NVIDIA’s graphics processing chips are well-suited for the massive data crunching necessary to train large AI models like ChatGPT that have underpinned the explosive growth of AI globally to date.
But AI advancements increasingly focus on using trained models for inference and reasoning, which could be a new, bigger stage of AI, inspiring OpenAI’s efforts.
The ChatGPT-maker’s search for GPU alternatives since last year focused on companies building chips with large amounts of memory embedded in the same piece of silicon as the rest of the chip, called SRAM.
Squishing as much costly SRAM as possible onto each chip can offer speed advantages for chatbots and other AI systems as they crunch requests from millions of users.
Inference requires more memory than training because the chip needs to spend relatively more time fetching data from memory than performing mathematical operations.
NVIDIA and AMD GPU technology rely on external memory, which adds processing time and slows down how quickly users can interact with a chatbot.
Inside OpenAI, the issue became particularly visible in Codex, its product for creating computer code, which the company has been aggressively marketing, one of the sources added.
OpenAI staff attributed some of Codex’s weaknesses to Nvidia’s GPU-based hardware, one source said.
In a January 30 call with reporters, Altman said that customers using OpenAI’s coding models will “put a big premium on speed for coding work.”
One way OpenAI will meet that demand is through its recent deal with Cerebras, Altman said, adding that speed is less of an imperative for casual ChatGPT users.
Competing products such as Anthropic’s Claude and Google’s Gemini benefit from deployments that rely more heavily on the chips Google made in-house, called tensor processing units, or TPUs, which are designed for the sort of calculations required for inference and can offer performance advantages over general-purpose AI chips like the Nvidia-designed GPUs.
As OpenAI made clear its reservations about Nvidia technology, Nvidia approached companies working on SRAM-heavy chips, including Cerebras and Groq, about a potential acquisition, the people said.
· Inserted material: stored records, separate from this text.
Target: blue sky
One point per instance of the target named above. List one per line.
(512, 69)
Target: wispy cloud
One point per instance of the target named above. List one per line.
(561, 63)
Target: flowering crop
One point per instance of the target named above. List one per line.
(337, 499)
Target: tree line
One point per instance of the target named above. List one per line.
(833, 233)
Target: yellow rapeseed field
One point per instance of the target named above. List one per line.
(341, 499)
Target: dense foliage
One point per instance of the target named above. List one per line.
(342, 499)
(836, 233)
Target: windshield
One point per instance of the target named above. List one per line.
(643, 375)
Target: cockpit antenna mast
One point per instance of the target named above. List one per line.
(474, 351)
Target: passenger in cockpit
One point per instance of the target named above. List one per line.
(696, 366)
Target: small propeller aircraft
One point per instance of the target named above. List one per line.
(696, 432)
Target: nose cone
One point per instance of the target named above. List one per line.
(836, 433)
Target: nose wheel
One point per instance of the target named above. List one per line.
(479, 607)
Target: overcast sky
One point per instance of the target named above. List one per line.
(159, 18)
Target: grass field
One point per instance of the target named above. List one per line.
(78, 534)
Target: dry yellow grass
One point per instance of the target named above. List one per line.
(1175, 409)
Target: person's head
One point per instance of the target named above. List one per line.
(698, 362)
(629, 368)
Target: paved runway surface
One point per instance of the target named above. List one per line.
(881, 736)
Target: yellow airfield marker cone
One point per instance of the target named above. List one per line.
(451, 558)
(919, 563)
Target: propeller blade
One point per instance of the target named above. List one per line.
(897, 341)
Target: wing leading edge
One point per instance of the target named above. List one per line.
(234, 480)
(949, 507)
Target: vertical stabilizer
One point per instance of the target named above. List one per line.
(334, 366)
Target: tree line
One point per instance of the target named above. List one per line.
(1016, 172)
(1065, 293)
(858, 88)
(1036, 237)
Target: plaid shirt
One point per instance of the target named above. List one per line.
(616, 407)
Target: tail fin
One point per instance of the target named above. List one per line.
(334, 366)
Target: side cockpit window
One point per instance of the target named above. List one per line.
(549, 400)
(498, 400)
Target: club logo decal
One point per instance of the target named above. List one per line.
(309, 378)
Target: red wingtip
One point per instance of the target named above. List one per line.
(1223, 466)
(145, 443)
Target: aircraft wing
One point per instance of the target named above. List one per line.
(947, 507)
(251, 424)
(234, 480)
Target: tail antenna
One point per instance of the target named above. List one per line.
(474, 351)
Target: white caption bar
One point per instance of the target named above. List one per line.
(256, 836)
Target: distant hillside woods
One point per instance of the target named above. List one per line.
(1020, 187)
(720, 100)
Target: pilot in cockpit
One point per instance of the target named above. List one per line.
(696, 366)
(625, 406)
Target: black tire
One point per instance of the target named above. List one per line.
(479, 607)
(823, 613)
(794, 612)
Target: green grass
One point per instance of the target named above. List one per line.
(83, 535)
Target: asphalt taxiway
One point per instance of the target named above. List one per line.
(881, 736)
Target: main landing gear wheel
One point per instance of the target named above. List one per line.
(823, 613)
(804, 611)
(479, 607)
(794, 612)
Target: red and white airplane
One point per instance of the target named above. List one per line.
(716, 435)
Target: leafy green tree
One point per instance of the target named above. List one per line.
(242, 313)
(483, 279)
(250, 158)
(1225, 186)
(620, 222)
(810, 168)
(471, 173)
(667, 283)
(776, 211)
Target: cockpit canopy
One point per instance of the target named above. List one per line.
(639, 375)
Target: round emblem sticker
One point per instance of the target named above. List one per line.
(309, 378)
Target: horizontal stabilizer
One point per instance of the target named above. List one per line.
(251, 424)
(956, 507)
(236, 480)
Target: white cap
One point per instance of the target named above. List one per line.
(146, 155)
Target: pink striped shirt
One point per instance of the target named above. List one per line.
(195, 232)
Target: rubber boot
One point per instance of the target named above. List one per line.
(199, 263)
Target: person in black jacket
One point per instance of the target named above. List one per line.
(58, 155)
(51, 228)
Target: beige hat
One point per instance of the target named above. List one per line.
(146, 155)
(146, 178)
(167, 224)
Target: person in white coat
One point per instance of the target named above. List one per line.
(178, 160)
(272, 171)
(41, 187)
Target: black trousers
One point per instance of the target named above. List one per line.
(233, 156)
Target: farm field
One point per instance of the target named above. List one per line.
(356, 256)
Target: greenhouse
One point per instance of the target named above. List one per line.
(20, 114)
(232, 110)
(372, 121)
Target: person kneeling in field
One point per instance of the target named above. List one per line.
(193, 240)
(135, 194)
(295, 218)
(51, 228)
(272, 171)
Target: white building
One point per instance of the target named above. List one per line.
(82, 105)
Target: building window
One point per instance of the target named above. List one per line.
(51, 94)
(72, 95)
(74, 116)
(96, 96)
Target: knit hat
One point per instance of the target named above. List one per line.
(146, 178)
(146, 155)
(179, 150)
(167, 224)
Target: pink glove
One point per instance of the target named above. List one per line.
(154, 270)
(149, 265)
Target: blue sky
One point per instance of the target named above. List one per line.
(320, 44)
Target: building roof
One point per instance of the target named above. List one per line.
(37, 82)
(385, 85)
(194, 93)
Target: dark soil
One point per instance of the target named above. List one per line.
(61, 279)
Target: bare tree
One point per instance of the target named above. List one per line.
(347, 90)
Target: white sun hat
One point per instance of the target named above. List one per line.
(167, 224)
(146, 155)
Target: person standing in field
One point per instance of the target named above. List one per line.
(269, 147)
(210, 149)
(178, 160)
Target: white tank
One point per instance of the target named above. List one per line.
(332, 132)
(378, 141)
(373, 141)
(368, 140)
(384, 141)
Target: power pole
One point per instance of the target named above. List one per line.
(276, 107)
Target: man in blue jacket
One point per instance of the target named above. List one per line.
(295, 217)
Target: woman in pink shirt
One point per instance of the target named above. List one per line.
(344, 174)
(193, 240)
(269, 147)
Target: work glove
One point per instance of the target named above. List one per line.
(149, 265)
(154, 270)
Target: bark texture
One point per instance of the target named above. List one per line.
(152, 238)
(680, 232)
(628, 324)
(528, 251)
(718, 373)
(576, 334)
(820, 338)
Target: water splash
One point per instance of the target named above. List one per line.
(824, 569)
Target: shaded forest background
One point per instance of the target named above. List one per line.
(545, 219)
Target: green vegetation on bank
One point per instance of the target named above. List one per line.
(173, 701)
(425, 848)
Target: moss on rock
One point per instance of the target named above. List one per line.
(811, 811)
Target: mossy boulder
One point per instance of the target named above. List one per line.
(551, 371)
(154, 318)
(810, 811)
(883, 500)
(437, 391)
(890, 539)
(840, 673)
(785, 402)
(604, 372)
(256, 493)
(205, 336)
Cerebras declined and struck a commercial deal with OpenAI, announced last month.
Groq held talks with OpenAI for a deal to provide computing power and received investor interest to fund the company at a valuation of roughly $14 billion, according to people familiar with the discussions.
But by December, Nvidia moved to license Groq’s tech in a non-exclusive all-cash deal, the sources said.
Although the deal would allow other companies to license Groq’s technology, the company is now focusing on selling cloud-based software, as Nvidia hired away Groq’s chip designers.